Holiday lights envelop the world in wonder during a dark time


In the darkest days of the year, in a very dark time, there is a yearning for enlightenment.

And so, the holiday lights all over the world are turning on – some humble, others spectacular, all a welcome respite in the dark.

They make the street an interactive experience. There are light tunnels – to walk through, as pedestrians do in Tokyo, at the Johannesburg Zoo, and at the Holiday Road light show in Calabasas, California; across, at a shopping mall in Panay, Philippines, where visitors stayed in their cars to curb the spread of COVID-19.

There are real trees and artificial trees and gigantic trees, like the light sculpture in Vigo, Spain, said to be the tallest tree in the world, so tall that adults and children alike walk around it. inside. Vigo is doing everything it can for Christmas, stringing 11 million LED lights in more than 350 streets.

Some displays are municipal, such as the silver string lights that adorn Moscow streetlights. Some are commercial, like the lights that envelop an electronics store in Syntagma Square in Athens, turning it into a huge gift box. And some are private, like the exaggerated decorations of the houses in the Dyker Heights neighborhood of Brooklyn, New York.

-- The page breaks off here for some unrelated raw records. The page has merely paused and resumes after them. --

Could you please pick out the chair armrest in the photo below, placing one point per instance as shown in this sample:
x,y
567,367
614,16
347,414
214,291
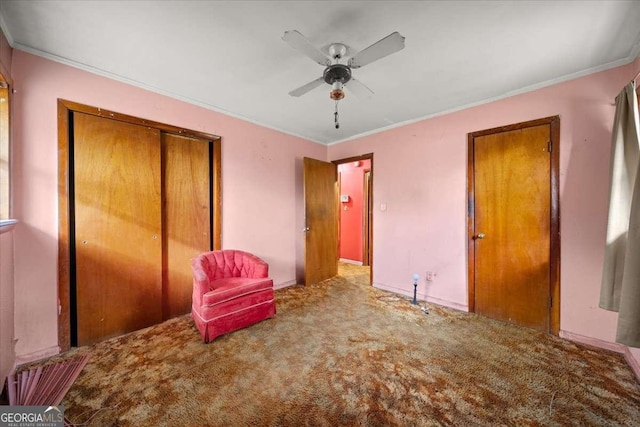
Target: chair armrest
x,y
201,282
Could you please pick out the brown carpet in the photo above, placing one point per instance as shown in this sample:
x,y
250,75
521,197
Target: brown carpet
x,y
341,353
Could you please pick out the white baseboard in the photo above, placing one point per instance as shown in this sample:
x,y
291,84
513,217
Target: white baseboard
x,y
423,297
350,261
634,363
285,284
37,355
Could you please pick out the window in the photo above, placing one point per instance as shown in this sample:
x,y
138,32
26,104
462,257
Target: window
x,y
4,149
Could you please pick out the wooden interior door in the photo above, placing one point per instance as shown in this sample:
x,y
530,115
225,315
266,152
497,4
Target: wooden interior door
x,y
511,233
186,196
367,214
321,220
117,226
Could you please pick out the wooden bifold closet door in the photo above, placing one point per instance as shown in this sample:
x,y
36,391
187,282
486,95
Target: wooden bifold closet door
x,y
141,211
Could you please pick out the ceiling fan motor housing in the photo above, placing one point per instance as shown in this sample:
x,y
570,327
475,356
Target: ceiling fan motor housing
x,y
337,73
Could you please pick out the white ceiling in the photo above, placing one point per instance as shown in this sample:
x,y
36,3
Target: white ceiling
x,y
229,55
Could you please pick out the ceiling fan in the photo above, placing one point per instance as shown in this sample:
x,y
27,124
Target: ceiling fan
x,y
337,73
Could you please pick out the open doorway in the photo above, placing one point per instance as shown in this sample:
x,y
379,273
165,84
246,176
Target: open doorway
x,y
355,245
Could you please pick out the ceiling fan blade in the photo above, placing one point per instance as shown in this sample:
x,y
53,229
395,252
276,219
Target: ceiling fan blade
x,y
308,87
359,89
301,44
388,45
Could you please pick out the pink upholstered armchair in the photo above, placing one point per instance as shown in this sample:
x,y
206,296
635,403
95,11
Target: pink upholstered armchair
x,y
231,290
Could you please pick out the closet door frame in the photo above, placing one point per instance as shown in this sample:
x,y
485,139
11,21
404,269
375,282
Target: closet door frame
x,y
65,209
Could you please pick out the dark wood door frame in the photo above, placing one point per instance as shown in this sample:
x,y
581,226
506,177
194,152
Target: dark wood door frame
x,y
554,256
65,175
368,156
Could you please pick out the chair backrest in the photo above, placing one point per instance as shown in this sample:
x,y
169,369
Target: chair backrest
x,y
230,263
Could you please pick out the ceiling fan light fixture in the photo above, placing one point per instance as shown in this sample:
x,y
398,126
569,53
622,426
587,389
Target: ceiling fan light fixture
x,y
336,91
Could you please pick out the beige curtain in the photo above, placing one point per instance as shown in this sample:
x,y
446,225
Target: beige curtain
x,y
620,289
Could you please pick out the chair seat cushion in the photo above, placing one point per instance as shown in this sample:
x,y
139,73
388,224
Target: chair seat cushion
x,y
230,288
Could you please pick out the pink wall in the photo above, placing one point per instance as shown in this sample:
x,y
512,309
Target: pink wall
x,y
421,173
351,212
261,187
7,354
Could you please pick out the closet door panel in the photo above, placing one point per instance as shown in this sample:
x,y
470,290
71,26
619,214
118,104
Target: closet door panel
x,y
118,234
187,219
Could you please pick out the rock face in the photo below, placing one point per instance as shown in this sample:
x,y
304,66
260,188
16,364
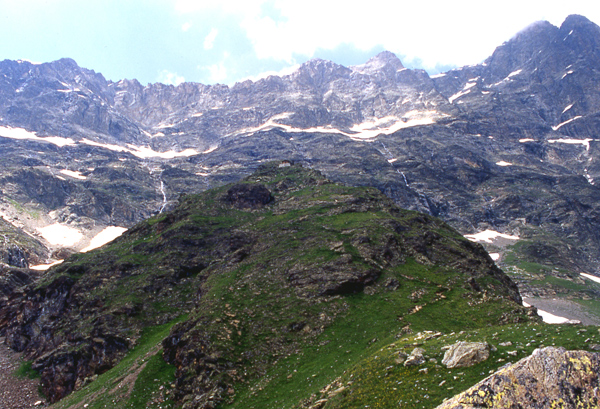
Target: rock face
x,y
508,145
262,266
550,377
466,354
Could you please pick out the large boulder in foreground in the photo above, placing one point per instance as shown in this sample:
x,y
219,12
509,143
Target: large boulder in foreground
x,y
551,377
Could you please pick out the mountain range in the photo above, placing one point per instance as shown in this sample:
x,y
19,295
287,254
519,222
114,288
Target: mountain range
x,y
505,152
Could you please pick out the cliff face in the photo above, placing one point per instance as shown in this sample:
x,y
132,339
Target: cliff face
x,y
507,145
550,377
266,268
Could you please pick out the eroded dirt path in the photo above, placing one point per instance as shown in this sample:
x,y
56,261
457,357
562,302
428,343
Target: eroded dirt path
x,y
16,393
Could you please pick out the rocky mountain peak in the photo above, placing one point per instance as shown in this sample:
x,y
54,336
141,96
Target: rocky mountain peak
x,y
318,72
576,21
385,61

All of them are wonderful, in the most literal sense of the word.

Is it possible that as the world goes through its second Christmas season plagued with disease, we need the lights to be brighter than ever? And so we spread them over like a canopy of heaven in places ranging from Barcelona, ​​Spain, to the old city of Damascus, Syria?

Is this how we rage against the death of the light?